Fan et al. (27) have shown that intravitreal injections of exendin-4 in Goto-Kakizaki rats protect the blood-retinal barrier (BRB) from diabetes-induced vascular leakage by preventing the downregulation of tight junction proteins (i.e., claudin-5 and occludin). These effects are associated with a decrease of placental growth factor and VEGF via the ERK and AKT/PKB pathways. In addition, we have found that topical administration of GLP-1RAs in db/db mice prevents vascular leakage through the downregulation of two of the most important players in the pathogenesis of the breakdown of the BRB: VEGF and IL-1β (22).

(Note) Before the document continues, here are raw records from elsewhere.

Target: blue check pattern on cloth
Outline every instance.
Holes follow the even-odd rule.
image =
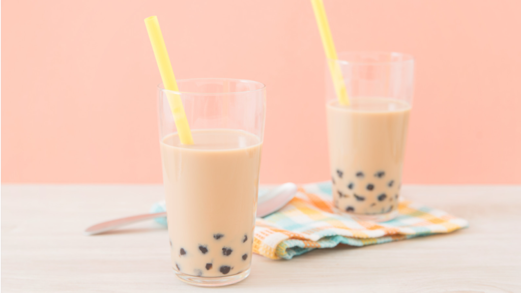
[[[266,192],[261,189],[259,193]],[[355,220],[333,206],[331,182],[301,186],[295,198],[279,211],[255,223],[253,252],[272,259],[291,259],[317,248],[339,243],[364,246],[418,236],[448,233],[468,227],[466,220],[407,201],[392,220],[375,223]],[[151,212],[165,211],[164,202]],[[156,221],[166,225],[165,218]]]

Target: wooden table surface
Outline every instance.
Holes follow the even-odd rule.
[[[521,292],[521,186],[406,186],[407,199],[470,227],[290,261],[254,255],[251,275],[216,289],[177,280],[166,228],[148,221],[87,237],[86,227],[144,213],[158,185],[2,186],[2,292]]]

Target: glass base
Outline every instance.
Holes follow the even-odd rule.
[[[190,275],[180,273],[175,269],[173,270],[173,273],[177,277],[177,278],[187,284],[189,284],[193,286],[199,286],[200,287],[219,287],[231,285],[242,281],[250,275],[250,270],[251,269],[248,268],[246,271],[239,274],[232,275],[231,276],[226,276],[226,277],[204,277],[190,276]]]
[[[398,215],[398,210],[394,210],[391,212],[386,214],[375,214],[373,215],[366,215],[364,214],[355,214],[354,213],[348,213],[344,212],[344,214],[349,215],[355,219],[363,221],[371,222],[386,222],[395,218]]]

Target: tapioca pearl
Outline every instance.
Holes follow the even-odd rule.
[[[359,196],[359,195],[357,194],[356,193],[354,194],[354,196],[355,196],[355,198],[356,199],[356,200],[357,200],[358,201],[364,201],[364,200],[365,200],[365,197],[363,197],[362,196]]]
[[[340,190],[337,190],[337,193],[338,193],[338,197],[340,198],[341,199],[342,198],[343,198],[343,197],[344,197],[346,196],[345,196],[345,194],[344,194],[344,193],[343,193],[342,192],[342,191],[340,191]]]
[[[229,265],[221,265],[220,267],[219,268],[219,271],[222,273],[223,275],[226,275],[230,272],[230,270],[231,270],[231,267]]]
[[[200,245],[199,250],[201,250],[203,254],[206,254],[206,252],[208,252],[208,247],[206,245]]]
[[[338,178],[342,178],[342,176],[344,175],[344,172],[341,171],[339,169],[337,170],[337,175],[338,175]]]
[[[375,177],[377,178],[382,178],[386,176],[386,173],[383,171],[378,171],[375,173]]]
[[[232,250],[232,249],[231,248],[230,248],[229,247],[223,247],[222,248],[222,255],[226,255],[226,256],[227,257],[227,256],[229,255],[230,254],[231,254],[232,251],[233,251],[233,250]]]

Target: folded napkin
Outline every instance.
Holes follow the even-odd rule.
[[[448,233],[468,226],[464,219],[407,201],[399,204],[398,216],[383,223],[354,219],[334,207],[332,202],[330,182],[302,186],[283,207],[257,218],[253,252],[272,259],[289,260],[340,243],[353,246],[380,244]],[[164,204],[158,203],[151,212],[164,210]],[[157,221],[166,224],[164,218]]]

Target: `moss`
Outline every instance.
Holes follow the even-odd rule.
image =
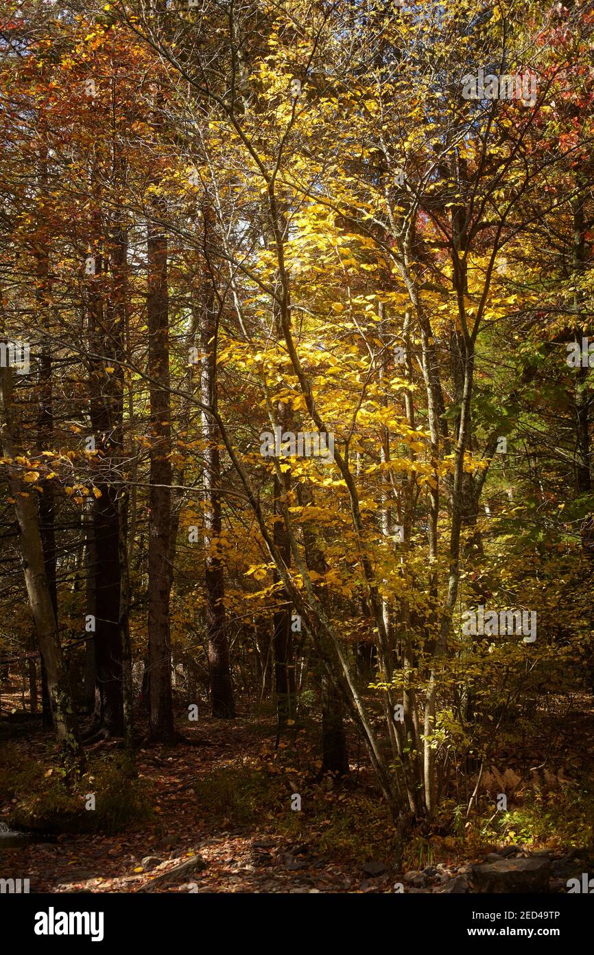
[[[149,818],[149,787],[123,755],[97,758],[72,785],[60,767],[28,760],[14,765],[11,753],[0,765],[0,795],[16,798],[8,821],[32,832],[114,833]],[[94,796],[94,809],[88,798]]]

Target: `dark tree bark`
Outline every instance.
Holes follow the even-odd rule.
[[[151,396],[151,516],[149,522],[149,727],[154,741],[174,736],[169,605],[172,587],[171,397],[167,236],[149,223],[149,391]]]
[[[216,350],[218,332],[218,309],[215,295],[215,273],[211,251],[214,236],[213,214],[205,205],[204,254],[209,280],[206,283],[204,308],[200,323],[202,360],[200,365],[200,394],[203,405],[216,412]],[[213,417],[202,412],[202,435],[204,449],[204,548],[206,561],[206,630],[208,640],[208,661],[211,682],[211,706],[213,716],[230,719],[236,715],[236,707],[231,682],[231,663],[229,641],[225,628],[225,592],[223,564],[213,544],[221,532],[220,500],[220,455],[218,451],[218,432]]]
[[[12,371],[0,369],[0,393],[3,411],[3,453],[11,460],[19,454],[16,435],[20,431],[13,404]],[[48,690],[53,726],[69,774],[80,773],[85,757],[76,727],[74,704],[68,672],[62,655],[55,612],[43,554],[39,518],[35,499],[29,485],[23,484],[18,472],[8,468],[8,483],[14,498],[14,511],[19,528],[25,584],[33,617],[39,649],[48,674]]]
[[[300,485],[297,488],[299,506],[314,503],[314,498],[309,488]],[[316,535],[303,526],[303,547],[305,562],[308,570],[324,574],[328,569]],[[321,679],[321,749],[322,773],[333,773],[335,775],[346,775],[349,772],[349,758],[344,732],[344,702],[338,688],[326,675]]]
[[[99,231],[99,230],[97,230]],[[123,328],[113,304],[104,308],[100,290],[102,262],[94,252],[94,276],[89,279],[90,417],[97,451],[95,486],[100,492],[93,505],[95,557],[94,635],[99,711],[95,730],[121,735],[124,729],[122,697],[122,644],[120,635],[121,567],[119,505],[114,478],[121,456],[123,388],[120,358]],[[108,371],[107,368],[113,368]]]

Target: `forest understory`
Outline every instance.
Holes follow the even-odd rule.
[[[140,744],[132,778],[141,792],[130,805],[118,796],[121,818],[112,814],[110,824],[119,831],[106,834],[97,831],[105,820],[95,825],[84,809],[82,792],[68,805],[59,795],[56,801],[56,788],[43,792],[55,747],[41,731],[41,716],[18,710],[21,690],[4,690],[0,818],[28,835],[3,848],[0,833],[0,867],[8,878],[27,873],[31,892],[461,893],[485,891],[472,882],[475,864],[536,858],[551,863],[538,891],[556,893],[594,865],[594,703],[585,693],[573,701],[557,738],[550,721],[561,717],[561,700],[531,720],[522,744],[515,727],[508,748],[503,742],[493,752],[489,785],[509,793],[502,824],[493,826],[483,791],[468,820],[457,819],[451,807],[460,793],[452,792],[440,817],[416,834],[399,862],[389,813],[378,804],[354,733],[348,745],[358,760],[337,779],[320,775],[314,718],[277,741],[270,708],[231,723],[188,723],[177,701],[183,739]],[[10,718],[7,710],[14,711]],[[141,733],[147,729],[138,722]],[[551,759],[551,742],[563,757]],[[127,772],[122,753],[116,740],[90,747],[92,778],[95,767],[114,765],[119,787]],[[498,766],[505,769],[500,774]],[[299,812],[291,810],[294,793],[301,796]],[[513,874],[512,881],[500,875],[489,890],[518,891]]]
[[[590,0],[7,0],[0,131],[2,892],[594,892]]]

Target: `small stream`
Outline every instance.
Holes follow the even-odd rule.
[[[15,829],[9,829],[6,822],[0,819],[0,852],[3,849],[17,849],[21,845],[29,845],[31,842],[51,841],[54,841],[51,836],[43,836],[39,833],[21,833]]]

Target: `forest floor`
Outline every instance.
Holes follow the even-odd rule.
[[[5,714],[7,701],[4,694]],[[178,715],[179,727],[183,711]],[[592,729],[591,711],[586,717]],[[522,844],[517,833],[512,852],[489,838],[469,847],[463,838],[436,829],[397,867],[390,820],[357,738],[349,740],[351,775],[335,784],[319,778],[317,736],[313,722],[291,728],[277,748],[272,714],[195,723],[186,715],[185,742],[141,746],[136,753],[147,803],[142,817],[115,833],[97,826],[0,848],[0,876],[29,878],[31,892],[52,893],[392,893],[402,879],[405,891],[448,891],[448,884],[449,891],[463,891],[452,888],[454,881],[465,879],[489,851],[518,857],[546,851],[544,842]],[[11,733],[9,745],[19,766],[36,766],[44,777],[52,772],[51,737],[38,722]],[[97,765],[118,752],[120,744],[112,741],[89,747],[88,754]],[[300,811],[291,808],[295,795]],[[10,820],[19,801],[20,793],[7,796],[0,787],[0,820]],[[551,860],[568,859],[571,844],[553,840]]]

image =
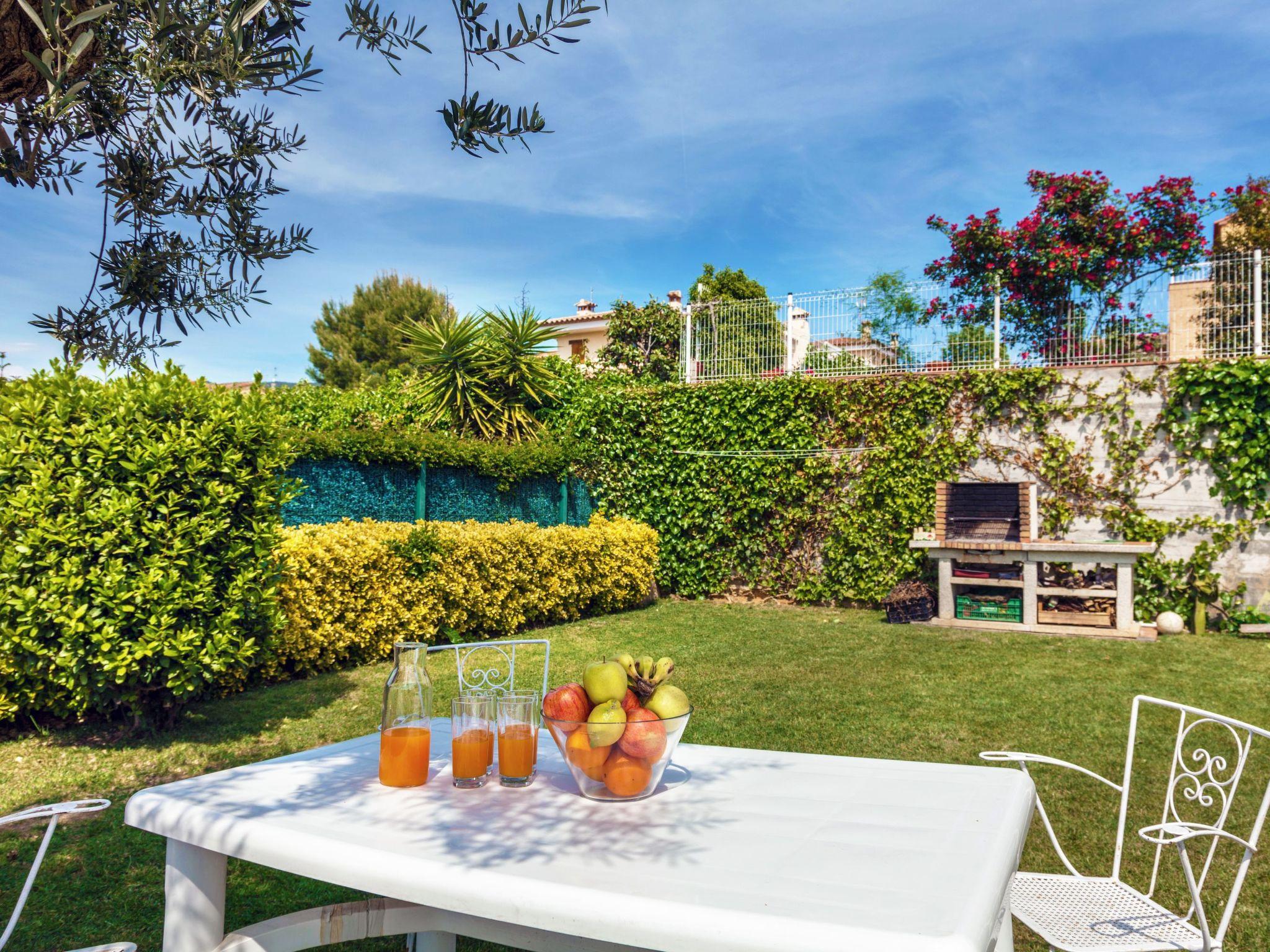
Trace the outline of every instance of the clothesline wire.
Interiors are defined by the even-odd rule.
[[[678,456],[719,456],[747,459],[801,459],[810,456],[851,456],[870,453],[879,447],[815,447],[812,449],[672,449]]]

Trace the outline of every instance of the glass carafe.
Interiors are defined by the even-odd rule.
[[[380,783],[418,787],[428,782],[432,746],[432,680],[428,646],[399,641],[392,646],[392,670],[384,683],[380,718]]]

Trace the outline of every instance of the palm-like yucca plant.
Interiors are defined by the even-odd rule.
[[[403,348],[419,363],[419,400],[432,421],[450,418],[460,433],[490,437],[490,364],[479,317],[447,315],[436,321],[408,320]]]
[[[498,435],[514,443],[538,430],[533,411],[556,396],[555,371],[542,359],[554,340],[531,307],[484,311],[493,387],[499,397]]]
[[[434,421],[448,418],[466,435],[513,443],[537,433],[533,410],[555,399],[556,374],[542,360],[552,335],[532,308],[408,321],[401,334]]]

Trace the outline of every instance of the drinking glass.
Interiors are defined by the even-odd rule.
[[[481,694],[461,694],[450,702],[451,765],[455,786],[462,790],[484,787],[493,769],[491,701]]]
[[[538,765],[537,692],[512,692],[498,699],[498,776],[504,787],[528,787]]]
[[[432,680],[428,646],[399,641],[392,646],[392,670],[384,683],[380,715],[380,783],[418,787],[428,782],[432,748]]]
[[[497,707],[494,693],[484,688],[466,688],[458,692],[461,698],[479,701],[484,711],[488,730],[485,731],[485,776],[494,773],[494,725],[497,721]]]

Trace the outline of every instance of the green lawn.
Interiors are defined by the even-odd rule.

Recent studies have revealed that GLP-1 enhances proliferation and differentiation of endothelial progenitor cells through upregulation of VEGF (37). In addition, there is emerging experimental evidence indicating the angiogenic effects of GLP-1RA using human umbilical vein endothelial cells (38,39), or in in vivo models of hind-limb ischemic injury (40,41) and myocardial infarction (42,43). Therefore, it might be hypothesized that the worsening of DR observed in the SUSTAIN study could be partially accounted for by the inclusion of patients with advanced nonproliferative DR or proliferative DR (stages in which hypoxia plays a crucial pathogenic role) in whom semaglutide could have triggered angiogenesis, thus favoring neovascularization. However, to the best of our knowledge, there is no information regarding any potential in vitro or in vivo angiogenic effect of GLP-1RA in the retina. In fact, it has been shown that GLP-1 did not affect the spontaneous release of VEGF from retinal pigment epithelium cells (the primary source of VEGF in the retina) (44). Additionally, as mentioned above, we have found that subcutaneous administration of liraglutide downregulated retinal expression of VEGF in db/db mice (22). Nevertheless, specific studies addressed to investigate whether the presence of hypoxia can modulate the effect of GLP-1RAs on retinal VEGF expression seem warranted. In addition, topical or intravitreal administration of GLP-1RAs would be useful in determining whether the potential effect on angiogenesis is directly mediated by GLP-1R rather than by indirect systemic effects related to their rapid reduction of blood glucose levels.

Clinical Trials Primarily Addressed to Examine the Effectiveness and Safety of GLP-1RAs

Prospective clinical trials that mainly aimed at evaluating GLP-1RA effectiveness in lowering HbA1c were too short to permit us to draw valid results in terms of DR outcomes. In addition, in most of these studies, the information regarding the presence and degree of DR is lacking. By contrast, recent clinical trials examining cardiovascular risk have generally included a larger population with a more prolonged follow-up. Therefore, analysis of these studies could be useful for ascertaining the differential effect of GLP-1RAs and new antidiabetes agents on DR.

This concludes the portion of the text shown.